Recognition of success
Being so forward-thinking in its outlook and being able to boast such rapid growth over the past few years, the company has – perhaps unsurprisingly – graced the stages of several awards ceremonies over the past year alone. Among those recognising its achievements was The Manufacturer itself, awarding Converteam’s Kidsgrove plant with the highly-coveted World Class Manufacturing award at The Manufacturer Live Awards ceremony in London last October. Converteam’s Glasgow plant was both a finalist and commended in the Manufacturing Excellence Awards, run by the Institute of Mechanical Engineers. Two additional awards that Converteam is particularly proud of are a gold award from the Royal Society for the Prevention of Accidents (known as ROSPA), which was awarded for a fourth consecutive year, and a recent International Award from the British Safety Council (BSC).
Such glowing achievements and industry recognition are surely indicative of impressive achievements in difficult financial times: as the world tightens its belt, Converteam is continuing to perform successfully. Johns has a positive outlook: “Of course it’s no secret that the world is in a financial crisis, and I don’t imagine that there are many businesses that are not affected by that. For our business, it is not so much that there are not the projects out there, but that the projects that we would supply into – such as new wind farms or new vessels being built – are being delayed. But we’re in the happy position that we went into the year with a very strong order book, and we’re still taking orders. Eventually the vessels will get built, as will the wind farms. We are not so much ‘suffering’; but we are aware that the market itself is suffering from lack of capital. Once that capital is freed up, then our business will go back onto a very strong growth pattern,” he confirms.

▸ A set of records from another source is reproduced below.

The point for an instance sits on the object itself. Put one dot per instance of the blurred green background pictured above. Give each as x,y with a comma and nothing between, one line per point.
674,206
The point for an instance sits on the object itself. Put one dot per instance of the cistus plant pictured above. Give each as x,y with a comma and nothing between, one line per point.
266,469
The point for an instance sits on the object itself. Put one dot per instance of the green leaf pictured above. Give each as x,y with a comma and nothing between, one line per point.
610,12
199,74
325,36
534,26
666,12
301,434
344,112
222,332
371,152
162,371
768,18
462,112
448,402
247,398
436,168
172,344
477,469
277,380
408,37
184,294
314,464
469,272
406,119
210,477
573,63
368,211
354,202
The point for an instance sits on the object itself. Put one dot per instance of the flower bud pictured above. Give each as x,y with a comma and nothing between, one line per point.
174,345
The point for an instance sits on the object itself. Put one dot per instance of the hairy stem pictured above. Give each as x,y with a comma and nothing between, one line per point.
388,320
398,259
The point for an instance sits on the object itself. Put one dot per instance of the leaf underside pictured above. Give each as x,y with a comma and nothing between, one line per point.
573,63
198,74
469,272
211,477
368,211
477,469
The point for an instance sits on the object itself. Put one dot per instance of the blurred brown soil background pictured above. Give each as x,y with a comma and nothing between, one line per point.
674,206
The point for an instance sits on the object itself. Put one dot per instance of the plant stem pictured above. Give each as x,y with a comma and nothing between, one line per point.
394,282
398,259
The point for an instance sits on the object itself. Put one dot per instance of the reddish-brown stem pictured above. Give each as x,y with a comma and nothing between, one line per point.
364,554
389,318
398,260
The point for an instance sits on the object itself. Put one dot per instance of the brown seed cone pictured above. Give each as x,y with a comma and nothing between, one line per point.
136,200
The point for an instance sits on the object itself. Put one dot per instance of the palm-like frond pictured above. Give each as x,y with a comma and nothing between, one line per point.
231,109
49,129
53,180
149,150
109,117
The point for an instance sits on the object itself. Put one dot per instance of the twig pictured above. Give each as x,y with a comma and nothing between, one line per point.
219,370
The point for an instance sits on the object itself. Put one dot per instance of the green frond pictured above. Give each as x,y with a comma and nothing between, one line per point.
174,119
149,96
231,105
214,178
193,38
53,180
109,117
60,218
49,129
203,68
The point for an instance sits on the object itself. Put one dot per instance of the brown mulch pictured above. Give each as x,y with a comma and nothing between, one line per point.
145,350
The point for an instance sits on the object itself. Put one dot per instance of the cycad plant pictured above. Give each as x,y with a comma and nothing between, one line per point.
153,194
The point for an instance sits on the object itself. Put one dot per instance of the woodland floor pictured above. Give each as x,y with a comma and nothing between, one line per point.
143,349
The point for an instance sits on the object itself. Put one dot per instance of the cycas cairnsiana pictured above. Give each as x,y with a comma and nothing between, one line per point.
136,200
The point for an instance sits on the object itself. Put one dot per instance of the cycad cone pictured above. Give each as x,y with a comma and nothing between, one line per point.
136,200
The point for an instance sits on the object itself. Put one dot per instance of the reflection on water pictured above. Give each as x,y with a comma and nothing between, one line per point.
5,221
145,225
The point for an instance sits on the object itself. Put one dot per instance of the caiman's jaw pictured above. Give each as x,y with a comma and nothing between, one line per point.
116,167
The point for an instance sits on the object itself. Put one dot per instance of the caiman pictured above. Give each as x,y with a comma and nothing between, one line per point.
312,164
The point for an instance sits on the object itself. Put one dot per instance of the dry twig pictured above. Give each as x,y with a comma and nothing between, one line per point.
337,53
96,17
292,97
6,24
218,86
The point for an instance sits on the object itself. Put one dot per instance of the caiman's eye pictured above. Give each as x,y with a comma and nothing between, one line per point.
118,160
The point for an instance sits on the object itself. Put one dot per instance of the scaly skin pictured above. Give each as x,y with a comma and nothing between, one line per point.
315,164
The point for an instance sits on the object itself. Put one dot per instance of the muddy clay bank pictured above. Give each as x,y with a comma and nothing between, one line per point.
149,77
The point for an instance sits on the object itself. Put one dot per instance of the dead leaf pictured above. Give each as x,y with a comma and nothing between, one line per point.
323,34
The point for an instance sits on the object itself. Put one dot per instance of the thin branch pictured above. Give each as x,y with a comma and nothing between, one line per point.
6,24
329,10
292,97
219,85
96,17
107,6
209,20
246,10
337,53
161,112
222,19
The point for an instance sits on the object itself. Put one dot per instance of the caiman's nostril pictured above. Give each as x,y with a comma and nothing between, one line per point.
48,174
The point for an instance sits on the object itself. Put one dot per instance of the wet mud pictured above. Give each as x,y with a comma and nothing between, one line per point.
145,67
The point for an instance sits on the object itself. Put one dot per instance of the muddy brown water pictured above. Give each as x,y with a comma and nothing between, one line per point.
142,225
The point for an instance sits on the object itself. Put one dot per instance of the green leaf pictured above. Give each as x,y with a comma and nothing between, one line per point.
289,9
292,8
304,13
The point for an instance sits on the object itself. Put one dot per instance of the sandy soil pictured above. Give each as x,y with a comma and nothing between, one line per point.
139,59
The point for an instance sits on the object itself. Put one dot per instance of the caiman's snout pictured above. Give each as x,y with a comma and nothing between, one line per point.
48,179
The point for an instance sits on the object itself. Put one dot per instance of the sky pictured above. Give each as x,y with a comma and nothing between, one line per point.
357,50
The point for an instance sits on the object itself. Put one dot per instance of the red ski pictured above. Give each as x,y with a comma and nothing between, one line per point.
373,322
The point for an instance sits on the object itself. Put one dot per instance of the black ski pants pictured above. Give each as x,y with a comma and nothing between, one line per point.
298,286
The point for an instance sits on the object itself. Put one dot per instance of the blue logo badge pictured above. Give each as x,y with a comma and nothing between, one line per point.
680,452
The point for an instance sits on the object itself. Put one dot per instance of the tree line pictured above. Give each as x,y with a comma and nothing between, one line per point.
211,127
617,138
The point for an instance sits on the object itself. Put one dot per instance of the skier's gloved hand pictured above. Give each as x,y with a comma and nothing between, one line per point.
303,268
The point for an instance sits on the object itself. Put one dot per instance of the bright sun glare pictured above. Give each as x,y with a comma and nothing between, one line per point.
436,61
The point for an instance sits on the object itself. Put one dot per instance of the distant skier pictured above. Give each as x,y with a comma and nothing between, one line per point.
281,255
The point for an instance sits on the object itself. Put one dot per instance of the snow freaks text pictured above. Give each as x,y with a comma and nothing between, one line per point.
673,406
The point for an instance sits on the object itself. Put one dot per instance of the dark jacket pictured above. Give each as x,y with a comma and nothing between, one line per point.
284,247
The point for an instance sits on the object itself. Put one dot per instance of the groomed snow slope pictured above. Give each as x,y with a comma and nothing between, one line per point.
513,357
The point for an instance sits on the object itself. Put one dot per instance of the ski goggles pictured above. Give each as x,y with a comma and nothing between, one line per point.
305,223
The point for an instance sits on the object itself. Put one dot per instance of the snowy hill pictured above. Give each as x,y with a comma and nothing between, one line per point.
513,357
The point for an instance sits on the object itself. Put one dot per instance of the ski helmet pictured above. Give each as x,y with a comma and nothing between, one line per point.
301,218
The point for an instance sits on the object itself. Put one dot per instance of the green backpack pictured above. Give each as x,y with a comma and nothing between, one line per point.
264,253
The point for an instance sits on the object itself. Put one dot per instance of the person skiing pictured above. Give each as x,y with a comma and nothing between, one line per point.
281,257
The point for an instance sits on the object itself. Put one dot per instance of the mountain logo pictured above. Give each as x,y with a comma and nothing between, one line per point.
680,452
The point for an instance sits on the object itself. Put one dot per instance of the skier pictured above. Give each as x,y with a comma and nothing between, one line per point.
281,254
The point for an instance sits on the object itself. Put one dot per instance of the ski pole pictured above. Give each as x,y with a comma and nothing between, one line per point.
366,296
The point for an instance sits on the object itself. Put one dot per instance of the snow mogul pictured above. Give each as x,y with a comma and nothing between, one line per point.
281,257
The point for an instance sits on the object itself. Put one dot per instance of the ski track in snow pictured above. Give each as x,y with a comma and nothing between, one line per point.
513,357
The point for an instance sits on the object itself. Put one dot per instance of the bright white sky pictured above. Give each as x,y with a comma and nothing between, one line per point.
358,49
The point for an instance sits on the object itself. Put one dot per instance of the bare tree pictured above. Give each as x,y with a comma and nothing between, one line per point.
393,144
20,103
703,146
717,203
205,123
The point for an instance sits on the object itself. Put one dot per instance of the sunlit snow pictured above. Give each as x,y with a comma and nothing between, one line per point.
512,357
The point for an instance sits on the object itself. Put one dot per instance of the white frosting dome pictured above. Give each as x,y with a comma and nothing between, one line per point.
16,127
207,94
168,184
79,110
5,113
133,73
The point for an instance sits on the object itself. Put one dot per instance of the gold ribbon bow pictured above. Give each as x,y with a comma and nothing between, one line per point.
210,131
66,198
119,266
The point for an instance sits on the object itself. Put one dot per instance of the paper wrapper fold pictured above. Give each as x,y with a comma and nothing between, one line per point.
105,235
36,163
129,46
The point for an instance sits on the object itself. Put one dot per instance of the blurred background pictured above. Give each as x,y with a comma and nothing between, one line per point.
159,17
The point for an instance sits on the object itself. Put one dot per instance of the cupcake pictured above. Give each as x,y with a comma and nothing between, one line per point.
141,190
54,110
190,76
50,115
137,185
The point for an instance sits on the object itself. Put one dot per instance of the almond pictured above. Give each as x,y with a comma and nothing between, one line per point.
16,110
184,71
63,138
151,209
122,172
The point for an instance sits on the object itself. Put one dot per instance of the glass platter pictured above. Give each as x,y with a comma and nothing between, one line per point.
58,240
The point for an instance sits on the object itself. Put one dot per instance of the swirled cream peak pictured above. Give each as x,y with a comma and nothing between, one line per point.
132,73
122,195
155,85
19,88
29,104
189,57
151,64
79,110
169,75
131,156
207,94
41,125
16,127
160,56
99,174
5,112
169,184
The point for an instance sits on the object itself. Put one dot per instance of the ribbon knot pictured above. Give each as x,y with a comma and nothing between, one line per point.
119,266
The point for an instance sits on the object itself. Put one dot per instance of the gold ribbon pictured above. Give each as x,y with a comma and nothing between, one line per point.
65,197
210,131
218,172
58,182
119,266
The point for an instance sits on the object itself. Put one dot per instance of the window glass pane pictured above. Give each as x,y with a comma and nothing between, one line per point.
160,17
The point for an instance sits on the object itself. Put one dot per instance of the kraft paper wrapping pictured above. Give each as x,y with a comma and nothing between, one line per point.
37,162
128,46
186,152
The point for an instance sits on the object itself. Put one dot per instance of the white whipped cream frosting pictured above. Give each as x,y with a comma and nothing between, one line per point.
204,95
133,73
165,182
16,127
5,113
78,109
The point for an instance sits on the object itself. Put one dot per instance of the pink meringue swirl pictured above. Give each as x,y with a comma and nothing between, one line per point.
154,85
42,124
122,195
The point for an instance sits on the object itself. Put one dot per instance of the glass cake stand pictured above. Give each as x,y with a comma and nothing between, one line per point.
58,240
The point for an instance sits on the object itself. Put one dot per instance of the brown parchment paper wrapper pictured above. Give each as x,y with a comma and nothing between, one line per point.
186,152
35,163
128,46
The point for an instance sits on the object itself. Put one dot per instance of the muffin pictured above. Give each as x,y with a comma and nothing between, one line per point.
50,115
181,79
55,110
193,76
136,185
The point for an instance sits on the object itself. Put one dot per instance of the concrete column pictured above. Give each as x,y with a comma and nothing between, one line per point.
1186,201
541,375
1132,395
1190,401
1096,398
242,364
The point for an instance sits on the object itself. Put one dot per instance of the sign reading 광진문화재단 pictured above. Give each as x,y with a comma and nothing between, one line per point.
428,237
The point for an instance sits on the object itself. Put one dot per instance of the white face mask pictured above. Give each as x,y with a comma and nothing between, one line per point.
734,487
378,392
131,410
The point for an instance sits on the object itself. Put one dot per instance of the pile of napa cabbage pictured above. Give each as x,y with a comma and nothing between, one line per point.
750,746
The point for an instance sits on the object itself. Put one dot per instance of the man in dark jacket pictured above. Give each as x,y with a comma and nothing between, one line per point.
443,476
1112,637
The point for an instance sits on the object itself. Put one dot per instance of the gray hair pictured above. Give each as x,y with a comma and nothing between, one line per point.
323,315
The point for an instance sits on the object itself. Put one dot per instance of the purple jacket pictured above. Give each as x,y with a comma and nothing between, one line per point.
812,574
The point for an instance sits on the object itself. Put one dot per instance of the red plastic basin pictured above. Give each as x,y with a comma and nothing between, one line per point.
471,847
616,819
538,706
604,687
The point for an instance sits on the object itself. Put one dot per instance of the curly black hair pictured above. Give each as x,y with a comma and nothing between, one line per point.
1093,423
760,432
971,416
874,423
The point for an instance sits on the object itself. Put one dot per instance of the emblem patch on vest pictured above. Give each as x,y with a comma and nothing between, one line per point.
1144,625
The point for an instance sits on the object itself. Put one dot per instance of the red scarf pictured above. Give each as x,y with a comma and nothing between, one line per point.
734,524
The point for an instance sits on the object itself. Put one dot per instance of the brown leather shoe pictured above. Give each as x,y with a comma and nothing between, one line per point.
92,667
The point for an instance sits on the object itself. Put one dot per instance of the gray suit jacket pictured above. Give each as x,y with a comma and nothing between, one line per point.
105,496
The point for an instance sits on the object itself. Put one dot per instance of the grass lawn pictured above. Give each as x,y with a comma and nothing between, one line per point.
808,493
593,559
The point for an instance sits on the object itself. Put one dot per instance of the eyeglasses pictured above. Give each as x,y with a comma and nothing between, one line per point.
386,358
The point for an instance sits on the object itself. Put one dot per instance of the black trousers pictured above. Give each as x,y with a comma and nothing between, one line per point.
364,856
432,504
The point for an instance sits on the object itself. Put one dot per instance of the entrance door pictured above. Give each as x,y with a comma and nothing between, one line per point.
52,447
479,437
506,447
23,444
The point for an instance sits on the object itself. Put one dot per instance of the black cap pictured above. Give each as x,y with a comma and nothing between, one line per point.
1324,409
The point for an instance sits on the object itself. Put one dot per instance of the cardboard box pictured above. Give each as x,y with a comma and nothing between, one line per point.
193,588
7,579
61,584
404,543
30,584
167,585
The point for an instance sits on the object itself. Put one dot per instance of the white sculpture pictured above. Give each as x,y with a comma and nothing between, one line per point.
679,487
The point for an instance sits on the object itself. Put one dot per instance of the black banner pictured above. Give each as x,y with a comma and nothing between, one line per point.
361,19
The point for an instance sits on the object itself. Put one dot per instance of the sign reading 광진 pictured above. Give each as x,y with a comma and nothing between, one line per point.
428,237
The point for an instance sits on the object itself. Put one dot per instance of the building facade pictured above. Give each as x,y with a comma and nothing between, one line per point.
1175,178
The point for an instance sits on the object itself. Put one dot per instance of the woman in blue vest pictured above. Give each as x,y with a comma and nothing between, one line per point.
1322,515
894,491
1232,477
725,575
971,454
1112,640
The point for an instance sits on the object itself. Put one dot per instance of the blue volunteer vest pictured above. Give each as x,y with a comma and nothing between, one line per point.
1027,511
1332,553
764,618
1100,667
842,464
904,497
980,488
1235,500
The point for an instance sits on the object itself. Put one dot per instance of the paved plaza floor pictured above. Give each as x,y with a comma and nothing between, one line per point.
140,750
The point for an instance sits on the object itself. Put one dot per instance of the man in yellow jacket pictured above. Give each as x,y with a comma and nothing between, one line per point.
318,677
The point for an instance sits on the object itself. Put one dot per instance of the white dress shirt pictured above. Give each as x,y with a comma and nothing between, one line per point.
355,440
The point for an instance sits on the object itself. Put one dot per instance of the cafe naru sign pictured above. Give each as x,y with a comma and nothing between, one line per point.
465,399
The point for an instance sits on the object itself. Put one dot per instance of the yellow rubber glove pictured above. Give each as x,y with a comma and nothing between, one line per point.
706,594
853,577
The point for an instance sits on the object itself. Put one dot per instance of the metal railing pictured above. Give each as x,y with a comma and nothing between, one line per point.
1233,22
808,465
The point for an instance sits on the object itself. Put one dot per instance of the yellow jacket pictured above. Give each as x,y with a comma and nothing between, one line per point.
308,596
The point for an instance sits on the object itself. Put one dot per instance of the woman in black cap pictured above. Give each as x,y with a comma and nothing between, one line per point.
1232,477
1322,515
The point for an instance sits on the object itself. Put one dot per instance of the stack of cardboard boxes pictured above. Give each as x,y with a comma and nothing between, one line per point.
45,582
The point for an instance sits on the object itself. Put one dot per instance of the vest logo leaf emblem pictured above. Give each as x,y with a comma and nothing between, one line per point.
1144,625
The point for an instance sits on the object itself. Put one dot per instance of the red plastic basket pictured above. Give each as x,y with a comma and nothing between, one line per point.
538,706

This growth pattern will no doubt be supported effectively by the systems and processes that Converteam has taken great care to implement and refine, including lean. “When the markets come back, people will be wanting fast delivery on their orders and lean is going to help us to do that, by reducing manufacturing lead time and increasing our flexibility,” Johns emphasises.
It is clear that Converteam has achieved its current levels of success through a firm commitment to continuous innovation, investment and improvement. Doing so has allowed it to secure contracts from major customers – its biggest in the UK, for example, is the Ministry of Defence.
Having just secured the contract to provide power propulsion systems for the Royal Navy’s new aircraft carrier, which will involve supplying the generators, switchboards, motors and much of the electrical architecture on the boats, it is clear that Converteam has no time to sit back and reflect on its success thus-far. Instead, it will keep moving forward, adapting, looking ahead and innovating.
“Due to the nature of our business, each project is a new challenge and we adapt to that. We’re continuously refining and adapting our offer to the market,” Johns concludes.